Have the fish, and still want to give it a go, but need Hubby's full attention one Saturday. 
Also have seen amazing setups and results, go for it @kimbo! All you need is a huge heavy duty "pond", some guttering or even polystyrene, an underwater pump with tubing, and some guppies


----------



## Yagya (21/4/17)

You can go have a look on this forum "www.tropicalaquarium.co.za"
I used to breed malawi chiclids and seen some guys on the above forum with very simple setups that worked really well.

Reactions: Agree 1 | Thanks 1


----------



## Coldcat (22/4/17)

www.apsa.co.za far better forum for fish AND plant advice.

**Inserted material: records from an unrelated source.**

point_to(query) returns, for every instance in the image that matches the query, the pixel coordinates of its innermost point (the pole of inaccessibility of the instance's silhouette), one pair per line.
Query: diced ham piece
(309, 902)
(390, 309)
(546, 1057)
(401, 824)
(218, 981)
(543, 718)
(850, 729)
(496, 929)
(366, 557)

Reactions: Agree 2 | Thanks 1


----------



## Warlock (21/5/17)

Hi @kimbo Have a look at this link. https://www.ichthysaquaponics.co.za/


I attended their introductory course yesterday morning.


It was well worth going to.

Reactions: Thanks 1


----------



## Taytay (21/5/17)

Following as this is something that hubby and I are quite keen to get into. I think it's a great idea you had! Way to go Kimbo

Reactions: Thanks 1


----------



## kimbo (21/4/19)

Hi 

It's been a long time. I had some personal things. But the aquaponics is going very good, this past summer was the first season the things really grew well



I did not plan for the growth so that is why everything is so bushy lol

I took an old computer UPS and replaced the battery with one of my wheelchairs old batteries, so when ESKOM decide to kill the power the pumps still have power for about 8 hours.

The system is standing in the shade, the sun here in the freestate gets very brutal, so i am substituting the spectrum with a grow light.

I opted for Goldfish and KOI, the can handle the cold water, last winter the water was about 4 degrees, and in the summer about 28 degrees, i am not sure if tilapia will be happy with that temps.

Next season i will plan better, for now there is only herbs, Rosemary, Tyme, Lemon Tyme, Bazel and Origanum. Ans some Kale, Tomatoes and chilies

Reactions: Like 2 | Winner 6 | Informative 1


----------



## Silver (21/4/19)

That's great @kimbo 
Nice to see you popping in!

Reactions: Like 2 | Thanks 1


----------